En grandissant, nous commençons à adhérer consciemment à l’une des morales familiales, nous constituant ainsi une échelle consciente de valeurs. En grandissant davantage, très peu d’entre nous parviennent à les abandonner pour nous ouvrir au présent, à la créativité et à tous les êtres tels qu’ils sont, chacun avec ses particularités, ni meilleur ni pire.
Que cela nous plaise ou non, les valeurs tant implicites qu’explicites naissent comme conséquence d’un mythe familial ou social, elles sont créées par un ancêtre puissant qui devait cacher un acte répréhensible. Cet ancêtre est un malfaiteur qui, avec son pouvoir, put imposer et transmettre une déclaration qui le protègera du jugement de ses proches. Ce serait par exemple “les paresseux sont méprisables”, s’il voulait, supposons, éluder sa responsabilité pour la souffrance et la mort d’enfants dont les parents n’avaient pas été payés para cet ancêtre. Cette déclaration sera reprise aveuglément par les générations suivantes, par respect à cet ancêtre si “méritoire”.
Plus nous sommes fidèles à un principe, plus nous sommes attachés à ce passé et à ce malfaiteur à visage de santon, et plus nous nous éloignons du présent.
Nous naissons dans un océan de valeurs, et toute croissance signifie nous extraire de ce bain paralysant.
Il arrive alors un moment où nous nous rendons compte du déphasage entre ce qu’il y eut et ce qui est, nous nous sentons insatisfaits, nous sentons la vie nous appeler, nous sentons que les projets, les souhaits et le changement veulent naître et nous désirons de toutes nos forces que le changement, notre futur, s’insère dans notre présent.
La force de notre désir va heureusement provoquer la crise : je me rends compte que le changement ne vient pas vers moi mais que je dois aller à lui. Les valeurs sont inamovibles, ancrées dans le passé, et nous devront aller seuls vers le changement, dépouillés de nos croyances et valeurs accumulées dans l’étape précédente. Le changement n’est pas compatible avec les valeurs. Nous devons choisir et lâcher. Soit les valeurs, soit le changement.
Ceci est le rôle de toute crise, à savoir provoquer la prise de conscience du déphasage de nos habitudes et nos valeurs.

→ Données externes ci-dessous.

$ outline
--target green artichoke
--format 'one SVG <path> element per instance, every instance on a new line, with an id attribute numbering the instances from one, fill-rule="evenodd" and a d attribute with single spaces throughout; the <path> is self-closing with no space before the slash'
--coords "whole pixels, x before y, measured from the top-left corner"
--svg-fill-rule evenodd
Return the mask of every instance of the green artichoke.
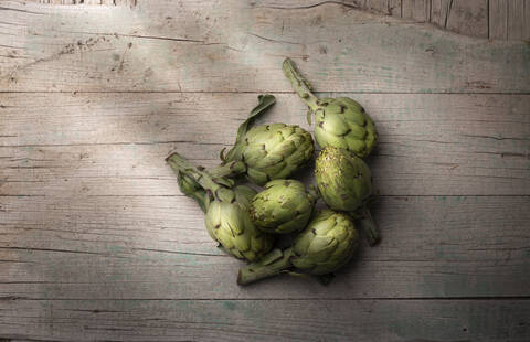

Tout est énergie, nous sommes énergie. Cependant, l’énergie n’a pas un flux continu, elle surgit seulement lorsqu’une phase négative s’égale à une phase positive et vice versa. Nous sommes un champ d’énergie qui fonctionne comme un aimant en forme de U. Cet aimant a une branche chargée positivement et une autre chargée négativement. Grâce à cette polarité, naît le champ magnétique de l’aimant. Il se produit la même chose dans nos vies. Nous sommes dans la force, nous sommes énergie chaque fois que nous équilibrons la lumière et l’ombre. Notre ombre est aussi nécessaire et bénéfique que notre lumière.
Comment les équilibrons-nous ? En les unissant. En disant Oui à chacune d’elles, lorsque nous les vivons. Je prends la responsabilité de mes joies en dépit de mes malheurs. Je prends mon ombre dans mon cœur. Je les remercie d’être là. J’accepte d’apprendre d’elles.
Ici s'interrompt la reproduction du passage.